Ahead of a meeting of scientists and politicians at Stormont today, the chief executive of the Royal Society of Chemistry, Dr Robert Parker, said: “We are delighted that, as outlined in the draft Northern Ireland Innovation Strategy, the position of Chief Scientific Adviser in Northern Ireland is to be created.
“Together with the Northern Ireland Assembly All Party Group on Science and Technology, the Royal Society of Chemistry has been leading the charge in demonstrating the necessity for this appointment in Northern Ireland, which is now the only devolved administration in the UK not to benefit from a single line of clear and coherent scientific advice.
“The appointment of a CSA will provide Stormont with a champion for science, skills and industry who can support the business and scientific community in Northern Ireland to boost the country’s economy.”
The Department of Enterprise, Trade and Industry launched its draft Northern Ireland Innovation Strategy for public consultation last month. Under the heading ‘Coordinated Approach to Science across Government’, the document says: “To have a systematic, coordinated and well-ordered approach to science within the public sector in Northern Ireland, and to reinforce its importance in driving economic growth, we will appoint a Chief Scientific Adviser for Northern Ireland.”
The Royal Society of Chemistry is holding its second Science and Stormont event in Belfast today. The meeting will bring scientists and engineers together with the members of the Northern Ireland Assembly and Executive to champion innovation as a solution for tackling global healthcare challenges and to strengthen links between the scientific and political communities.
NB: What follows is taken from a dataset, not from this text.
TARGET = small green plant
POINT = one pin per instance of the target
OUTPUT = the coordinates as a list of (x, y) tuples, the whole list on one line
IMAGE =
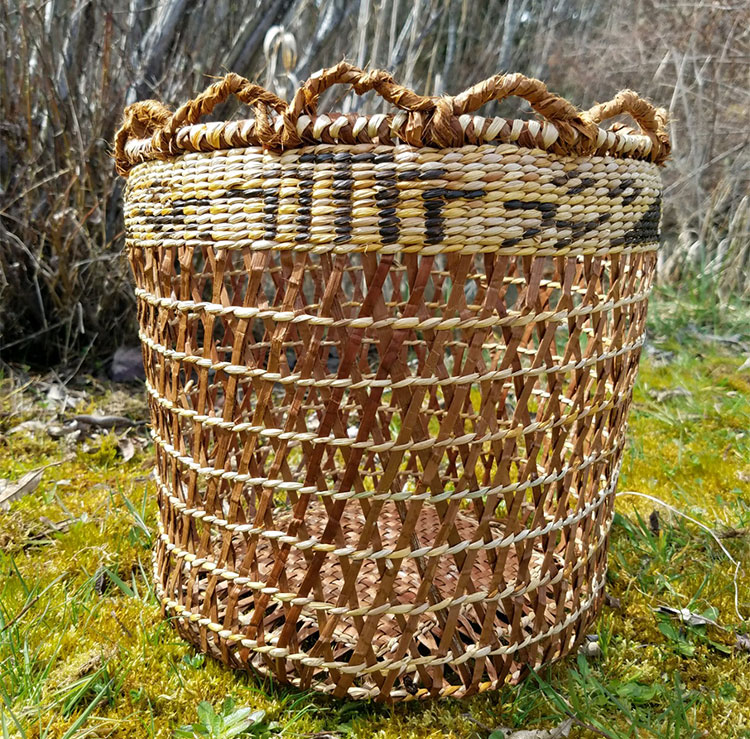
[(228, 723)]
Ahead of her speech at the event, Professor Bernadette Hannigan, Chief Scientific Adviser to the NI Department of Public Health and Social Services, applauded the decision to appoint a CSA for Northern Ireland.
She said: “Led by their Chief Scientific Advisors, government departments across the UK are using scientific knowledge and expertise to maximise the effectiveness of policies that affect all of our lives.
“From agriculture to big data, from climate to energy, from health to innovation and much more, access to reliable, timely scientific advice is vitally important.”
Dr Dermot Hannah of the Royal Society of Chemistry’s Northern Ireland Local Section says its members echo that sentiment.
He said: “We warmly welcome the proposal to achieve a co-ordinated approach to science across government and believe the appointment of a Chief Scientific Advisor for Northern Ireland and creation of an Innovation Council will help to achieve this.”